El día señalado se presentó allá, envuelto en un
largo manto. Penetró en la antecámara de la princesa, en donde aguardaban siete
u ocho aspirantes a su mano. No temió ni por un momento siquiera que ninguno de
ellos pudiese alcanzar la mano de la princesa y, además, le constaba que tanto
ésta como su padre lo habían dispuesto todo con el único objeto de cogerle a
él. Pero no temió cosa alguna.
Acercóse, pues, respetuosamente y cuando la princesa
le preguntó qué cosas podría relatar, en demostración de su astucia, le
refirió, sin ambages, toda su historia, es decir, que le dio cuenta de cómo
penetraron en la cámara del tesoro él y su hermano, de que decapitó a éste para
que no fuese reconocido y el medio de que se valió para apoderarse del cadáver.
Si bien en la estancia sólo se veía a la princesa,
lo cierto es que en las inmdiatas había numerosos guardias, dispuestos a acudir
a una voz de la joven. En cuanto ésta tuvo la certeza de que su interlocutor
era el hombre de que su padre quería apoderarse, alargó la mano y lo agarró por
el brazo.

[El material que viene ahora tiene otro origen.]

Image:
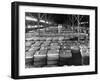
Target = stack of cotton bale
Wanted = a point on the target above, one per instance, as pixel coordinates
(85, 54)
(76, 55)
(40, 58)
(52, 57)
(65, 55)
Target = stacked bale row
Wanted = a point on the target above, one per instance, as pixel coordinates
(55, 52)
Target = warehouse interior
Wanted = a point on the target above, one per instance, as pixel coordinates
(56, 40)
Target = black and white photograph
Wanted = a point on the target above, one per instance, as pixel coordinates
(56, 40)
(51, 40)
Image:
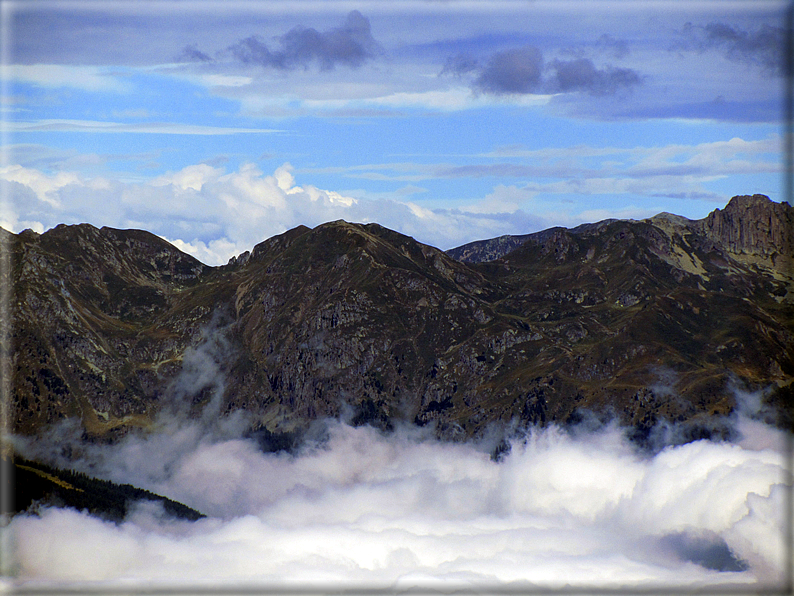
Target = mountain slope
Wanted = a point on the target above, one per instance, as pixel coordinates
(647, 320)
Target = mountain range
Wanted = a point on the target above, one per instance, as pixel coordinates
(661, 319)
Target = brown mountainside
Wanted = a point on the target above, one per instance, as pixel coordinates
(644, 319)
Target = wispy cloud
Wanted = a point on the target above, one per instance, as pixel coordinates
(402, 511)
(86, 78)
(96, 126)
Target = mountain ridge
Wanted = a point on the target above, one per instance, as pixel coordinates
(358, 318)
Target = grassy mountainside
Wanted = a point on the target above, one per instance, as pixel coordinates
(644, 320)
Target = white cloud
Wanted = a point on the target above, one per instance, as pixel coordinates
(87, 78)
(214, 215)
(403, 510)
(44, 186)
(97, 126)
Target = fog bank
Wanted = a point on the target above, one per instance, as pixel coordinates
(361, 508)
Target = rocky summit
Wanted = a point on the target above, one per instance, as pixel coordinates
(643, 321)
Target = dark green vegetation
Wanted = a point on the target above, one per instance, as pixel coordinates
(37, 485)
(642, 320)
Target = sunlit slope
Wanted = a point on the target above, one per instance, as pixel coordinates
(642, 320)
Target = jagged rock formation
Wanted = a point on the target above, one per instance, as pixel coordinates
(644, 319)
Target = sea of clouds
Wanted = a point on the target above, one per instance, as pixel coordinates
(357, 508)
(399, 510)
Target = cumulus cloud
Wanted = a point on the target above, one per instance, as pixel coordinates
(215, 215)
(522, 71)
(617, 48)
(360, 508)
(512, 71)
(764, 47)
(351, 45)
(582, 75)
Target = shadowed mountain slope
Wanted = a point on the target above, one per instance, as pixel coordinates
(645, 320)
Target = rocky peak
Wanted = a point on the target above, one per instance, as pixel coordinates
(753, 225)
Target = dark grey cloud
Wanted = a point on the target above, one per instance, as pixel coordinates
(513, 71)
(191, 53)
(582, 75)
(351, 44)
(763, 47)
(523, 71)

Pero en el acto se quedó muda, de sorpresa, de pasmo y de horror, al
observar que, a pesar de tenerlo asido aquel hombre huía rápidamente y dejaba
en su poder un brazo frío y perteneciente a un cadáver.

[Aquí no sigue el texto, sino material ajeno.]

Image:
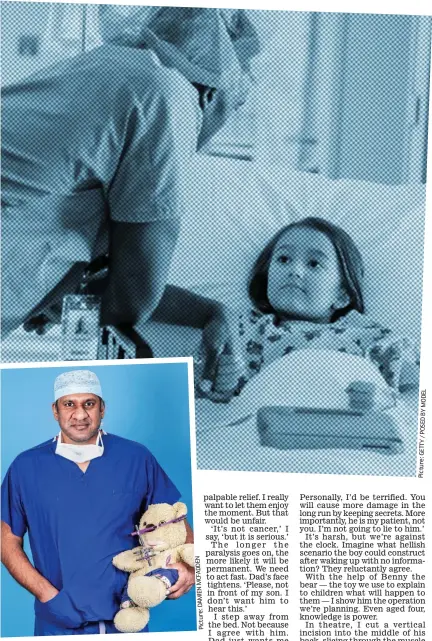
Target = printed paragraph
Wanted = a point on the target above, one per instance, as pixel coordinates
(246, 566)
(362, 562)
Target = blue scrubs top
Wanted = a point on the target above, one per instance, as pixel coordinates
(77, 522)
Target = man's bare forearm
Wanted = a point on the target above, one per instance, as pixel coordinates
(17, 563)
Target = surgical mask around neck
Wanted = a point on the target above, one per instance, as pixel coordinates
(80, 453)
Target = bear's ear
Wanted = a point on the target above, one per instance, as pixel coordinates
(180, 509)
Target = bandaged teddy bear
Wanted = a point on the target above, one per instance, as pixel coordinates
(162, 535)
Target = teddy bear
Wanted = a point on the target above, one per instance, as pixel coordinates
(162, 535)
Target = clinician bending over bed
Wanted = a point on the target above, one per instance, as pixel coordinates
(124, 118)
(306, 288)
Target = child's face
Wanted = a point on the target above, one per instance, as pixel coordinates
(304, 279)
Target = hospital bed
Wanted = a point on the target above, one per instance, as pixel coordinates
(222, 233)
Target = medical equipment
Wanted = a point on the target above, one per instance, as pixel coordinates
(79, 316)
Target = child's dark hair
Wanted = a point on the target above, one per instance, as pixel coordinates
(349, 258)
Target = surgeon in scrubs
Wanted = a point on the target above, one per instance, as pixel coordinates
(122, 120)
(79, 496)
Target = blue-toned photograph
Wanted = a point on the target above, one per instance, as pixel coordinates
(246, 187)
(96, 510)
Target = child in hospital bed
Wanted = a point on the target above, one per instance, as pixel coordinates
(307, 292)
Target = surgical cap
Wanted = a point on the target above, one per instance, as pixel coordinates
(77, 382)
(207, 46)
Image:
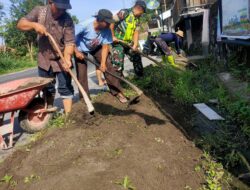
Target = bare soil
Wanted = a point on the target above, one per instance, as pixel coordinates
(93, 153)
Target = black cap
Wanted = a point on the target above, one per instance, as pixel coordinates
(141, 4)
(62, 4)
(105, 15)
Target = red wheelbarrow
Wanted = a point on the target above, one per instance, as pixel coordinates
(34, 113)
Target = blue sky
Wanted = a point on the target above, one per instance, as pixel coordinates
(84, 9)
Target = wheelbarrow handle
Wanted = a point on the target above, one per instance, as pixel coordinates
(85, 96)
(135, 88)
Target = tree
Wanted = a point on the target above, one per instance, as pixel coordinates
(21, 41)
(1, 11)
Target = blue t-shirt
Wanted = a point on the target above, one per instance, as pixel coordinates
(87, 39)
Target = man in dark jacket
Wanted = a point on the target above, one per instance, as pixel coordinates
(53, 19)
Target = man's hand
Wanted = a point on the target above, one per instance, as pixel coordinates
(103, 67)
(116, 40)
(79, 55)
(40, 29)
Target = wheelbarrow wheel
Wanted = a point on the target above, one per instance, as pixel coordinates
(33, 122)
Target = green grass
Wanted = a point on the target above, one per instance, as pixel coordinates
(10, 63)
(201, 85)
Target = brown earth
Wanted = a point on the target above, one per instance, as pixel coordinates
(139, 142)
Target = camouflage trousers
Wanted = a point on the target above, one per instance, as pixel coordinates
(118, 53)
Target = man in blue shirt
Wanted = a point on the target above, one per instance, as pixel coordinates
(95, 38)
(166, 38)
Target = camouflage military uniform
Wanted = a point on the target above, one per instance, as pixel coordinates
(125, 27)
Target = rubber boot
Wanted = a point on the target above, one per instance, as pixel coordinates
(171, 60)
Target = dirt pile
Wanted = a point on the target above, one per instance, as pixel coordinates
(94, 154)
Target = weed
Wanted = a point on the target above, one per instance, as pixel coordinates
(215, 176)
(126, 183)
(31, 179)
(8, 179)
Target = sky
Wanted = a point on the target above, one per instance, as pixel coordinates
(84, 9)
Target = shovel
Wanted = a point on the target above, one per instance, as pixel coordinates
(90, 106)
(135, 88)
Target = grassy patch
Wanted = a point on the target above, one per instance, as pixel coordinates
(232, 138)
(215, 176)
(11, 63)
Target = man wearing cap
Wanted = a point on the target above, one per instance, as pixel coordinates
(126, 29)
(54, 20)
(95, 38)
(165, 39)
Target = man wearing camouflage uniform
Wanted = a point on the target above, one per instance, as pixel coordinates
(126, 29)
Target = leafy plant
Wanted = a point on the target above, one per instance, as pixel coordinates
(215, 176)
(8, 179)
(31, 178)
(126, 183)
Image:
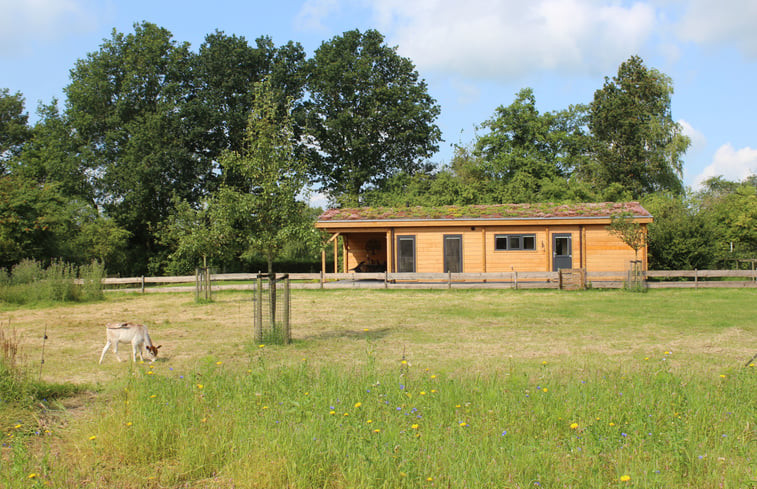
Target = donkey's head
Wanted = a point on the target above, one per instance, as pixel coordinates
(153, 352)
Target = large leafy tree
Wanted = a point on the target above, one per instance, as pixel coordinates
(637, 142)
(525, 153)
(14, 129)
(127, 104)
(260, 206)
(369, 114)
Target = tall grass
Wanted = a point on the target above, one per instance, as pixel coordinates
(525, 425)
(29, 282)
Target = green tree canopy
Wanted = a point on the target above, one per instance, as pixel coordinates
(260, 208)
(369, 114)
(636, 141)
(14, 129)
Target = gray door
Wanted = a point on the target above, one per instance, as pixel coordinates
(562, 254)
(453, 253)
(405, 254)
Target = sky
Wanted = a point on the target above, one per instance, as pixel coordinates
(475, 55)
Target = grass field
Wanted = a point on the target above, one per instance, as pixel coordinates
(388, 389)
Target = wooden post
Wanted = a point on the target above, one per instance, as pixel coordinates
(285, 311)
(258, 328)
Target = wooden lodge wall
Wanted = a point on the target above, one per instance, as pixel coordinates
(594, 248)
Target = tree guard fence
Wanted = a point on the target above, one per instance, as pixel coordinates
(272, 306)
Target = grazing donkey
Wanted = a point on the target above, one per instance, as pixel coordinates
(136, 334)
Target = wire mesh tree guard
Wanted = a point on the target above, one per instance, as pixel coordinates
(272, 307)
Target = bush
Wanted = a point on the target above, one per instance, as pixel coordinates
(60, 282)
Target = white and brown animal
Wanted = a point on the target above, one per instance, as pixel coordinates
(133, 333)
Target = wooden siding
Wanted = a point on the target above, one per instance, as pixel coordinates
(593, 247)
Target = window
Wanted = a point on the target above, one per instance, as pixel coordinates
(406, 254)
(508, 242)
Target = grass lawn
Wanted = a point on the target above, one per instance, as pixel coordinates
(411, 388)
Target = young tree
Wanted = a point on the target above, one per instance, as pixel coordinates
(260, 204)
(369, 114)
(637, 142)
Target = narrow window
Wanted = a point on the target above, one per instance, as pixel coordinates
(510, 242)
(453, 253)
(406, 254)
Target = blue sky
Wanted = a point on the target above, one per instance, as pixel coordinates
(475, 55)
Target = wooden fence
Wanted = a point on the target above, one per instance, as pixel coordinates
(505, 280)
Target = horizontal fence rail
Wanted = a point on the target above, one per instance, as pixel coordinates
(503, 280)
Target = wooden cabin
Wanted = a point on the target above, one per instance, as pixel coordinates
(483, 238)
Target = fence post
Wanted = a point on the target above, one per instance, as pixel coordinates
(285, 311)
(258, 327)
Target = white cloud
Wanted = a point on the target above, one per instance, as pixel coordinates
(312, 13)
(732, 164)
(26, 21)
(724, 21)
(490, 39)
(698, 140)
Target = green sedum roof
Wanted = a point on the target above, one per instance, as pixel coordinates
(498, 211)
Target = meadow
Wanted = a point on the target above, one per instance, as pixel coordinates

Cuando la joven hubo soltado aquel horrible despojo
y se recobró del susto para llamar a los guardias, Sen‑nu estaba ya muy lejos.

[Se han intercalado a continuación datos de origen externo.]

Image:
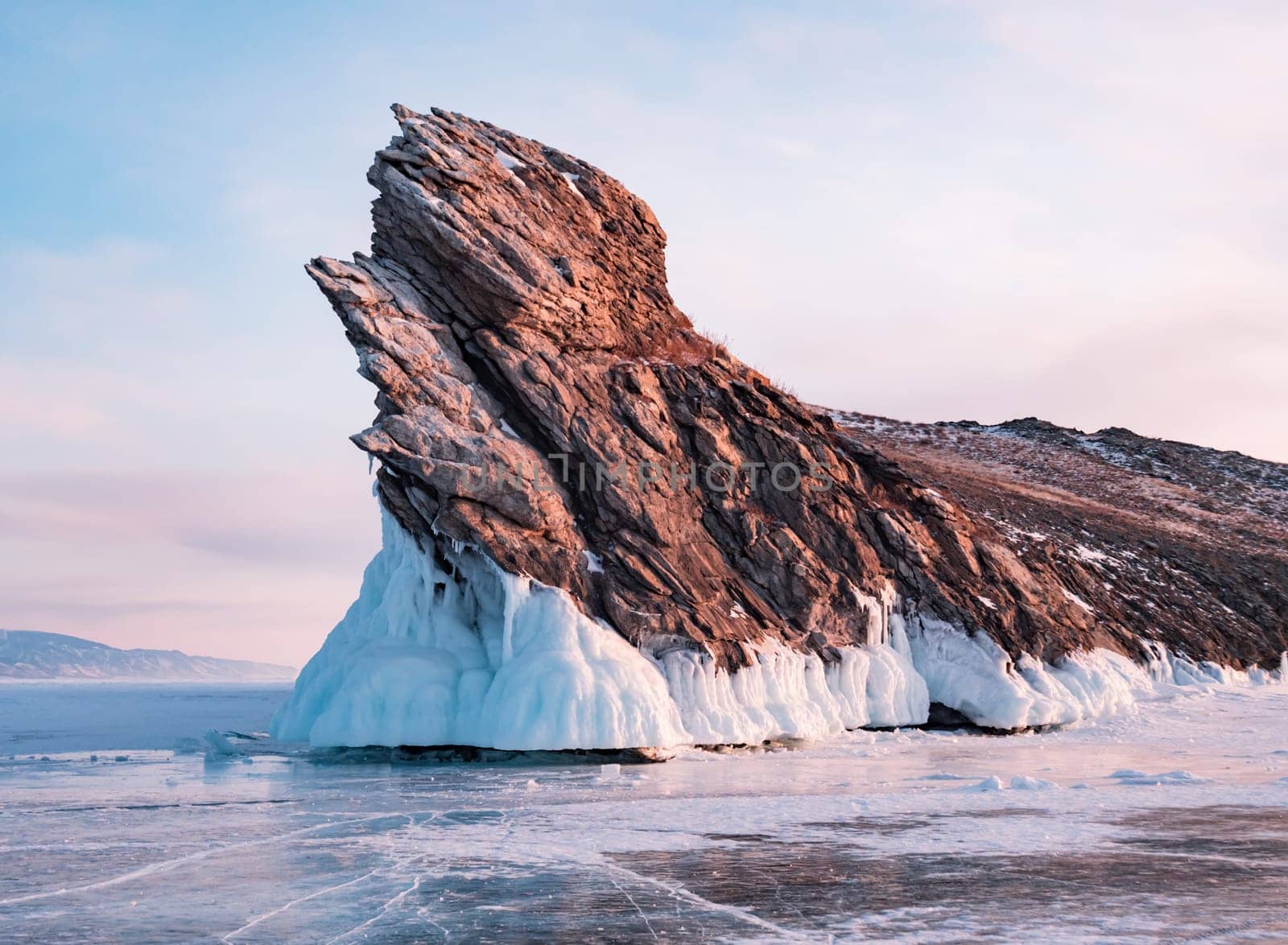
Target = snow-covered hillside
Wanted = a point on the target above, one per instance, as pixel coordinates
(30, 654)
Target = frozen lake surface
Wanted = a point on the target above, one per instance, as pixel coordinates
(1166, 823)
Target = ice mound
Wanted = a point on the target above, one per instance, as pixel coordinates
(493, 661)
(504, 662)
(448, 649)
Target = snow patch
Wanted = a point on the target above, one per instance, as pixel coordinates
(509, 161)
(1075, 599)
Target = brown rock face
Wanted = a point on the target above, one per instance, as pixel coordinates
(543, 399)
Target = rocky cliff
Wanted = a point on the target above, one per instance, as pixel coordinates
(547, 408)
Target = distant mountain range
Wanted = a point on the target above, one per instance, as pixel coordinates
(27, 654)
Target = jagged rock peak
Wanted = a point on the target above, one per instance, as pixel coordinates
(541, 399)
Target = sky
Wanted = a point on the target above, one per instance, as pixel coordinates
(923, 210)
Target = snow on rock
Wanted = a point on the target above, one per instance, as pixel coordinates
(493, 661)
(1023, 782)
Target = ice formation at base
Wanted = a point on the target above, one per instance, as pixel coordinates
(493, 661)
(455, 652)
(500, 661)
(976, 676)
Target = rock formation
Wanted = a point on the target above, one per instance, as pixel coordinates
(547, 410)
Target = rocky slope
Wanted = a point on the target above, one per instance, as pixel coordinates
(545, 408)
(1157, 539)
(34, 655)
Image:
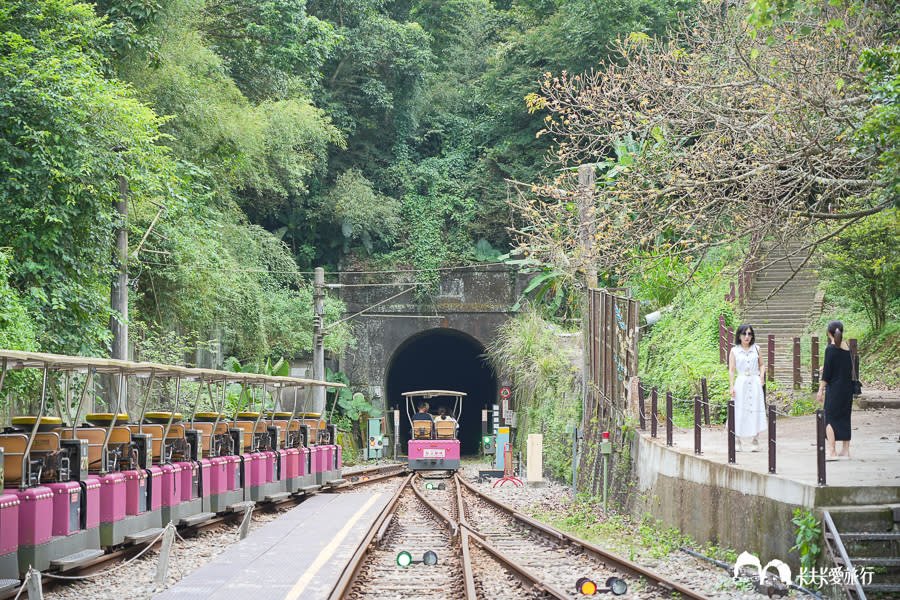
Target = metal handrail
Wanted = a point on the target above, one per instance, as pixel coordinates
(37, 423)
(87, 384)
(831, 530)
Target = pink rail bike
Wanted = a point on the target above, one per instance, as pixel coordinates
(433, 444)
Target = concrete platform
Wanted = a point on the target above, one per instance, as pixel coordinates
(874, 455)
(299, 555)
(745, 507)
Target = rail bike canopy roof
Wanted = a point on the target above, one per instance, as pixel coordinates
(433, 393)
(14, 360)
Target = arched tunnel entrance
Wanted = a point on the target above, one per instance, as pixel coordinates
(443, 359)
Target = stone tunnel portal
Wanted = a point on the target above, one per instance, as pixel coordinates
(443, 359)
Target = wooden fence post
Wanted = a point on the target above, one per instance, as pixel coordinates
(705, 396)
(697, 430)
(668, 418)
(730, 427)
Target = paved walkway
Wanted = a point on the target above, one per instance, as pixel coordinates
(874, 449)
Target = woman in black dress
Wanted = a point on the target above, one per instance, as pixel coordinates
(837, 384)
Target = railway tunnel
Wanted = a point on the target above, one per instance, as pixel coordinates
(445, 359)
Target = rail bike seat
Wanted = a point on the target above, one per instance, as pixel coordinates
(45, 445)
(445, 430)
(423, 430)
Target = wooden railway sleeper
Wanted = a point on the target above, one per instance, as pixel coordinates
(524, 574)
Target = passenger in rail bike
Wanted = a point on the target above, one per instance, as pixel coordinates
(746, 378)
(422, 414)
(443, 416)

Como es natural, se divulgó la aventura y el pueblo
entero ridiculizó al monarca, quien empezaba ya a cansarse de su inútil empeño.
Se convenció, al fin, de que no tenía la talla suficiente para luchar con aquel
hombre que poseía una inteligencia privilegiada y decidió otorgarle amplio
perdón.
¡Cuál no sería la sorpresa del rey, cuando, el mismo
día en que mandó publicar esta orden, se presentó Sen-nu, declarándose culpable
de todos los hechos que Rbampsinitus; conocía ya en parte!
En cuanto el monarca vió al joven, no pudo
abstenerse de preguntarle:
‑¿No temes nada, puesto que te presentas a mí después
de lo que has hecho?
‑El rey me ha otorgado su perdón ‑contestó Sen‑nu ‑y
con seguridad no faltará a su palabra,
Eres tan valeroso como inteligente y no te has
equivocado al confiar en mi palabra. Te perdono, pues, aunque a cambio, de que
no me ocultes nada de cuanto ha sucedido.
Entonces Sen-nu reveló a Rhampsinitus la entrada
secreta de la cámara del tesoro y le probó que el muerto era su propio hermano.
Y tan asombrado quedó el rey ante la sagacidad, inteligencia y atrevimiento del
joven, que le concedió a su hija en matrimonio y
le
tributó, además, grandes honores.
034 Anónimo (egipto)
[1] Llamado también Amon o Annon‑ka, padre de
los dioses egipcios, y creador de la vida.